3D-Pose-Based-Feedback-For-Physical-Exercises

📄 Paper    🔗 Website    ▶︎ Video    📊 Data

Introduction

Unsupervised self-rehabilitation exercises and physical training can cause serious injuries if performed incorrectly. We introduce a learning-based framework that identifies the mistakes made by a user and proposes corrective measures for easier and safer individual training. Our framework does not rely on hard-coded, heuristic rules. Instead, it learns them from data, which facilitates its adaptation to specific user needs. To this end, we use a Graph Convolutional Network (GCN) architecture acting on the user's pose sequence to model the relationship between the the body joints trajectories. To evaluate our approach, we introduce a dataset with 3 different physical exercises. Our approach yields 90.9\% mistake identification accuracy and successfully corrects 94.2\% of the mistakes.

Figure1: Gif of our results. The red poses correspond to the exercises performed incorrectly while the green poses correspond to our corrections.

Framework

Figure2: Our framework consists of a classification and a correction branch. They share several graph convolutional layers are then split such that the classification branch identifies the type of mistakes made by the user and the correction branch outputs a corrected pose sequence. The result of the classification branch is fed to the correction branch via a feedback module.

Our framework for providing exercise feedback relies on GCNs which can learn to exploit the relationships between the trajectories of individual joints.
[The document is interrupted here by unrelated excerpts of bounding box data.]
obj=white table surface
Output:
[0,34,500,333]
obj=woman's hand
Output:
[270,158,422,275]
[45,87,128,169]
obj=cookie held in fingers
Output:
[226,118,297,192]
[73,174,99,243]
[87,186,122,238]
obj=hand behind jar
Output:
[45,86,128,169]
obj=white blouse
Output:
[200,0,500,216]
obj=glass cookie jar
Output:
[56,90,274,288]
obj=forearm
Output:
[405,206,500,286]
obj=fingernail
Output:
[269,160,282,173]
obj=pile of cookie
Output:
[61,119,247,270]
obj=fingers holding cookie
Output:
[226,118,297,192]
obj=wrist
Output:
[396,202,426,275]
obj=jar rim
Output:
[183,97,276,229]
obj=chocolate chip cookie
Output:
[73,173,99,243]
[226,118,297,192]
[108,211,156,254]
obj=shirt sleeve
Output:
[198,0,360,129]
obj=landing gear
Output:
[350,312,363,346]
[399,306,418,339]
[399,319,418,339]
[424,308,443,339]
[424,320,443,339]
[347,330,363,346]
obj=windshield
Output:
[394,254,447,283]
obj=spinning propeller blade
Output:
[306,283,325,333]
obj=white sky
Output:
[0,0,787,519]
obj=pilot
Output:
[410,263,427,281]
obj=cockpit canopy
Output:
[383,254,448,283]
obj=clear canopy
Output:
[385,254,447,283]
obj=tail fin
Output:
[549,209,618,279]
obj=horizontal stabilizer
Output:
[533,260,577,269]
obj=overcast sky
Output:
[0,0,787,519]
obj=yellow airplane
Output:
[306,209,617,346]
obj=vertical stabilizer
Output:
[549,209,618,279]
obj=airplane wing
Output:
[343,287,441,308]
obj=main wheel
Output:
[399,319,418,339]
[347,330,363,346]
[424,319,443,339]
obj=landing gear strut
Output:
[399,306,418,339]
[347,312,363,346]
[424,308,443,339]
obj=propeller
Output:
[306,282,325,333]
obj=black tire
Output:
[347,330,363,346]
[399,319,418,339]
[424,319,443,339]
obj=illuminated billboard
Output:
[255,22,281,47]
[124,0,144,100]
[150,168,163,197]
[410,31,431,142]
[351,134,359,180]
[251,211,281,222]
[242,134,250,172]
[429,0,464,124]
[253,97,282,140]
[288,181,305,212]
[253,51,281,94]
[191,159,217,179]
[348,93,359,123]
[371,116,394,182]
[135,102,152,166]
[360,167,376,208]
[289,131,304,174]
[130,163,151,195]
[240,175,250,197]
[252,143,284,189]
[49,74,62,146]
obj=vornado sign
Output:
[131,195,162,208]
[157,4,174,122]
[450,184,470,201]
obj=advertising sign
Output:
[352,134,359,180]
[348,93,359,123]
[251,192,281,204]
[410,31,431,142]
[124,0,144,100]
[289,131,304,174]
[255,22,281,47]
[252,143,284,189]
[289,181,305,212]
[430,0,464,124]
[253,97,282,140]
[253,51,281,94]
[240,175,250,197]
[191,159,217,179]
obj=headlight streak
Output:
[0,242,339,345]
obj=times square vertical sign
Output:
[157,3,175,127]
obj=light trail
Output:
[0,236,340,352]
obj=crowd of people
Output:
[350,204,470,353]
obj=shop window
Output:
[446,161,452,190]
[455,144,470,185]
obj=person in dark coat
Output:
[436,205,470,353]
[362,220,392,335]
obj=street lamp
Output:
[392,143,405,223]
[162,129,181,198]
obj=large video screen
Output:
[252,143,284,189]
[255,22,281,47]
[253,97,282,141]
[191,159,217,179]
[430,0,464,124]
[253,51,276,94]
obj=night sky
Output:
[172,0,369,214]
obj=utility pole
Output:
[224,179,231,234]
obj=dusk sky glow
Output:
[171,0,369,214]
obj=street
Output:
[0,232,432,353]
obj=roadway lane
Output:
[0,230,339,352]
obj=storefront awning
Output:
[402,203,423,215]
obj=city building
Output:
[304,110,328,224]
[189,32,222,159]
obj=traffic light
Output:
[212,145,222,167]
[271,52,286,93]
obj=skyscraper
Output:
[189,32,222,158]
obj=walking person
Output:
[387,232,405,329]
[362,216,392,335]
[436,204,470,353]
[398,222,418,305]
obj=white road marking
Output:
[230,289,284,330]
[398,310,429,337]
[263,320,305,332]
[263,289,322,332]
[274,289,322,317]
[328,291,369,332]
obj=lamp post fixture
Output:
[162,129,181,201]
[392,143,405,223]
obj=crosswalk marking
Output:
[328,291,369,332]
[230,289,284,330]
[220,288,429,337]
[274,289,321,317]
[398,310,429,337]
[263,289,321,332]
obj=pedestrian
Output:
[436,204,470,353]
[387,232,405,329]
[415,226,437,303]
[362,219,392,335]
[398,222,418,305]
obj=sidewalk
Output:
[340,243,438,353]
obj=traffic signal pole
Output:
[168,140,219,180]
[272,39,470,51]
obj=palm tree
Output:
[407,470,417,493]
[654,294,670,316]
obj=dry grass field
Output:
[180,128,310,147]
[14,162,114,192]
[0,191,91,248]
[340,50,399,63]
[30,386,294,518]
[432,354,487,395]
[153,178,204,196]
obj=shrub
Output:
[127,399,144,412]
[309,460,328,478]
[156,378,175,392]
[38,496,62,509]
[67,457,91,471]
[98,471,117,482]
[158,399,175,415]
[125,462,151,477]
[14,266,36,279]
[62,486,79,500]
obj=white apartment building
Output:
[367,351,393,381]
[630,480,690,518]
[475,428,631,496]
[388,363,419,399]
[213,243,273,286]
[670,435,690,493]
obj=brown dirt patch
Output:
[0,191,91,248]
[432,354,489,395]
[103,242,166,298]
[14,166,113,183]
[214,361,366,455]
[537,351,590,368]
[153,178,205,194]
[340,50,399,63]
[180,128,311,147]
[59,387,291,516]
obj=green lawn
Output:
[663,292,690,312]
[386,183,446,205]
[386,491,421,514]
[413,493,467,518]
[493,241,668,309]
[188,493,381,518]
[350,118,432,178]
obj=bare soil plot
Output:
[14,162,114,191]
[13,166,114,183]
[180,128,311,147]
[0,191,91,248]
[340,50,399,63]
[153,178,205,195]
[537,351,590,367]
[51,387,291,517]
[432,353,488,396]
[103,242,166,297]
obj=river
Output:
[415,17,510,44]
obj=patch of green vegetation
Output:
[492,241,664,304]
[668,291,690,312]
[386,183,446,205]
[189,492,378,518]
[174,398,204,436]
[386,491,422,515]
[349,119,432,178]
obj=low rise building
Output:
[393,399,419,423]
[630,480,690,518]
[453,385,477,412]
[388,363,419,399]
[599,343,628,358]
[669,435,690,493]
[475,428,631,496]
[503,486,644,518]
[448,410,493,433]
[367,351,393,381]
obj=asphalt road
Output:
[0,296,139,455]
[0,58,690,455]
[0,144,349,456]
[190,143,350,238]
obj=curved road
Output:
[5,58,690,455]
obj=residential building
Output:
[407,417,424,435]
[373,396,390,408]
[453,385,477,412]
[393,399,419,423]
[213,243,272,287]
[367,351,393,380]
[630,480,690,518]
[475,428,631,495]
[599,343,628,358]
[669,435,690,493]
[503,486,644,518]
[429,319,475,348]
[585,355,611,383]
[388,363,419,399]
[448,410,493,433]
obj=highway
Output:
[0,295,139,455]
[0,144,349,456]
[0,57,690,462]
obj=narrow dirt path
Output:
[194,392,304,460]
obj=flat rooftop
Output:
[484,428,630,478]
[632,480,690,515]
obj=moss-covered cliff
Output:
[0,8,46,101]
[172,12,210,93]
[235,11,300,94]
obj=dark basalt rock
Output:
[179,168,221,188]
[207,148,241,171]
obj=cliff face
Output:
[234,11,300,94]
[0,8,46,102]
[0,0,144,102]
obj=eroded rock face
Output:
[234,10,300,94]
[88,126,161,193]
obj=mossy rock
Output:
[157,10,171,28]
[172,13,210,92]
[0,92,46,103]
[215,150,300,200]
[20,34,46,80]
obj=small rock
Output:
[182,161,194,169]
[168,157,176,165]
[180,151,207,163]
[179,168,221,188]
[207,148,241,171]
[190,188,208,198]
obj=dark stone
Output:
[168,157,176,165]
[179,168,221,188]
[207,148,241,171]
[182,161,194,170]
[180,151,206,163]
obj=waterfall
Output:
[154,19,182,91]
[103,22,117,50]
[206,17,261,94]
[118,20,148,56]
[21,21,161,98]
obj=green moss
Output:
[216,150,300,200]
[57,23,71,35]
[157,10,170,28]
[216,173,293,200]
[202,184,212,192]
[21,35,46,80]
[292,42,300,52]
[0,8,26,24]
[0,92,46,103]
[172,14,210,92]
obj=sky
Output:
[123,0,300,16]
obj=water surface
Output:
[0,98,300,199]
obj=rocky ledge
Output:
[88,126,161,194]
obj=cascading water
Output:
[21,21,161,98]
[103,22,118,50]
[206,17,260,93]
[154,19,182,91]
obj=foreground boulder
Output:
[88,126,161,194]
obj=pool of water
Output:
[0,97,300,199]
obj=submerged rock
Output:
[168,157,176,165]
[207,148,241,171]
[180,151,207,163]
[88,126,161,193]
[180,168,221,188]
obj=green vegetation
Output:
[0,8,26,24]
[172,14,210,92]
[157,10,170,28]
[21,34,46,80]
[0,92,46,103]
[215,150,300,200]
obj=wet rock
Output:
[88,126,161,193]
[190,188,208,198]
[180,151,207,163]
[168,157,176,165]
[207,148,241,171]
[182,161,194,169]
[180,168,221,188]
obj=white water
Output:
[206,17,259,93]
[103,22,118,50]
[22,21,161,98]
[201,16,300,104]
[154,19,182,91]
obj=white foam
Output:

The overall model consists of two branches: the classification branch which predicts whether the input motion is correct or incorrect, specifying the mistake being made in the latter case, and the correction branch that outputs a corrected 3D pose sequence, providing a detailed feedback to the user. We feed the predicted action labels coming from the classification branch to the correction branch, which is called the “feedback module”. It allows us to explicitly provide label information to the correction module, enabling us to further improve the accuracy of the corrected motion.

Datasets & Data preparation

Examples of acquired images for each action, subject and camera and 3D ground truth poses computation.

You can access the Exercise Correction in 3D (EC3D) dataset here!

Description of the data:

1. data_3D.pickle is the data source used in this paper. It contains the labels and 3D coordinates of all action sequences, while the coordinates have a size of (29789, 3, 25) where 29789 is the number of extracted frames for all action sequences, 3 is the x,y,z coordinates and 25 is the 25 skeletal nodes.

2. data.pickle contains all the raw data, including the camera parameters and the 2D and 3D coordinates of each skeleton node for each frame.

• If you wish to reproduce the results of this project, you may directly use data_3D.pickle.

Dependencies

• Cuda==10.1.168
• numpy==1.21.5
• pandas==1.3.5
• python==3.7.12
• tensorboard==2.8.0
• torch==1.4.0
• torch_dct==0.1.5
• tqdm==4.63.1

Getting Started

3D_Pose_Based_Feedback_for_Physical_Exercises has been implemented and tested on Ubuntu 18.04 with python >= 3.7. Our model is trained with GPU. If you don't have a suitable device, try running on Google Colab.

Clone the repo:

git clone https://github.com/Jacoo-Zhao/3D-Pose-Based-Feedback-For-Physical-Exercises.git

Install the requirements using virtualenv or conda:

# pip 
source scripts/install_pip.sh

# conda 
source scripts/install_conda.sh

After the environment configuration is done:

Enable tensorboard (logdir is your local folder):

tensorboard --logdir='Running_logs' --port=8001 --bind_all 

Change to root diretory:

python main.py --ckpt='check_point' --hidden=256 --epoch=200

Then select the model version, wait for the data to be loaded/generated and finally choose whether to train the model or use the pre-trained weights, the results will be automatically saved to the checkpoint folder.

Citing

This repository holds the code for the following paper:

3D-Pose-Based-Feedback-For-Physical-Exercises. ACCV, 2022.

If you find our work useful, please cite it as:

@inproceedings{zhao2022exercise,
  author = {Zhao, Ziyi and Kiciroglu, Sena and Vinzant, Hugues and Cheng, Yuan and Katircioglu, Isinsu and Salzmann, Mathieu and Fua, Pascal},
  booktitle = {ACCV},
  title = {3D Pose Based Feedback for Physical Exercises},
  year = {2022}
}

Acknowledgement

1. Some of our data process code for NTU RGB+D was adapted/ported from SGN by Microsoft.

2. Our theoretical framework draws on the work in Learning Trajectory Dependencies for Human Motion Prediction by Wei Mao.